CF2164D Copy String

Given two strings $ s $ and $ t $ of length $ n $ , you aim to transform $ s $ into $ t $ through a series of the following operations: - Construct a new string $ s' $ of length $ n $ ,where $ s'_1=s_1 $ . For each $ 1 < i \le n $ , $ s'_i $ can be either $ s_i $ or $ s_{i-1} $ . Then replace $ s $ with $ s' $ . Your task is to achieve this transformation using the minimum number of operations. You also need to output the solution by printing the constructed string $ s' $ after each operation. If the transformation cannot be achieved in less than or equal to $ k_{\mathrm{max}} $ operations, output -1.

Each test contains multiple test cases. The first line contains the number of test cases $ t $ ( $ 1 \le t \le 10^4 $ ). The description of the test cases follows.
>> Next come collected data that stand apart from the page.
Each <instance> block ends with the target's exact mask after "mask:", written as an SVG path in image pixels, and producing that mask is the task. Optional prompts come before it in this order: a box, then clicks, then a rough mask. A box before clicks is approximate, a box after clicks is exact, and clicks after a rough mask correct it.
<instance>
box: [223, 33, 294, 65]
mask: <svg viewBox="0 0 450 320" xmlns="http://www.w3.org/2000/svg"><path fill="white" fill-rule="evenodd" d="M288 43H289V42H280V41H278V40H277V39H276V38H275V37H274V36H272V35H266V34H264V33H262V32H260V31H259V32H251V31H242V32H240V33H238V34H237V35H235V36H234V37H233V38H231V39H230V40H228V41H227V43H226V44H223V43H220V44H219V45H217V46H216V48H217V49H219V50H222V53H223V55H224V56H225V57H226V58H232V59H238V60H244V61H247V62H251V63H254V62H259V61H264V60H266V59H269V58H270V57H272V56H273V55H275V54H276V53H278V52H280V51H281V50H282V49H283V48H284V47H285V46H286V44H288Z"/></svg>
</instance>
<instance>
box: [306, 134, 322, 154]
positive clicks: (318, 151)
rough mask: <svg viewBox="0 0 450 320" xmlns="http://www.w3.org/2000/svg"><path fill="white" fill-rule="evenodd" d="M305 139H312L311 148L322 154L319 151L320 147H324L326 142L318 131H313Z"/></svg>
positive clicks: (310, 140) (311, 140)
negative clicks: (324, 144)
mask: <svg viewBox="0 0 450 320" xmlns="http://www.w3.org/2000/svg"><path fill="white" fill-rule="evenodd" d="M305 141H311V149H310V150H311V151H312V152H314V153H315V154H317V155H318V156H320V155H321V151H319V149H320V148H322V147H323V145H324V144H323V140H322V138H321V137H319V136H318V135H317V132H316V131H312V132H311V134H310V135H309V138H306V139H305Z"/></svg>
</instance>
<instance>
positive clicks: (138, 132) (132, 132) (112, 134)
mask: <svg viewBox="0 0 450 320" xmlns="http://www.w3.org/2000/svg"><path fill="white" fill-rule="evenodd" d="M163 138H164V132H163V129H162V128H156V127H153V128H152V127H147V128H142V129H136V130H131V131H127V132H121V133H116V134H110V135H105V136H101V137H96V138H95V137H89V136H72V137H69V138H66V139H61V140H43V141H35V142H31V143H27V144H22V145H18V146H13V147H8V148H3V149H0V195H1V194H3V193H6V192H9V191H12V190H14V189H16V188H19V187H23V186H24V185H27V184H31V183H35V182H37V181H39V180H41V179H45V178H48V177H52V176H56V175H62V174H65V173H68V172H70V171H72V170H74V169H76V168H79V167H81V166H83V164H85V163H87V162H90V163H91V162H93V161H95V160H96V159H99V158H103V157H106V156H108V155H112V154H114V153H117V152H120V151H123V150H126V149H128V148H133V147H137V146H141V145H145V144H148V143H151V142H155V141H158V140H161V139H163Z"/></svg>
The first line of each test case contains two integers $ n $ , $ k_{\mathrm{max}} $ ( $ 1 \le n \cdot k_{\mathrm{max}} \le 10^6 $ ) — the length of two strings and the maximum number of operations that can be used. The second line of each test case contains one string $ s $ of length $ n $ . The third line of each test case contains one string $ t $ of length $ n $ . It is guaranteed that the sum of $ nk_{\mathrm{max}} $ over all test cases does not exceed $ 10^6 $ . It is guaranteed that both $ s $ and $ t $ consist of lowercase Latin letters.

For each test case: - If you cannot achieve the transformation in less than or equal to $ k_{\mathrm{max}} $ operations, simply output -1 in one line. - Otherwise, on the first line, output one integer $ k \le k_{\mathrm{max}} $ — the minimum number of operations. Then $ k $ lines follow, each line contains one string of length $ n $ — the string after each operation. If there are multiple solutions, output any.

In the first test case, obviously $ s $ can be transformed to $ t $ in one operation. In the second test case, initially $ s=t $ , so no operation is needed. In the fourth test case, although $ s $ can be transformed to $ t $ in two operations, but $ k_{\mathrm{max}}=1 $ , so the answer is -1.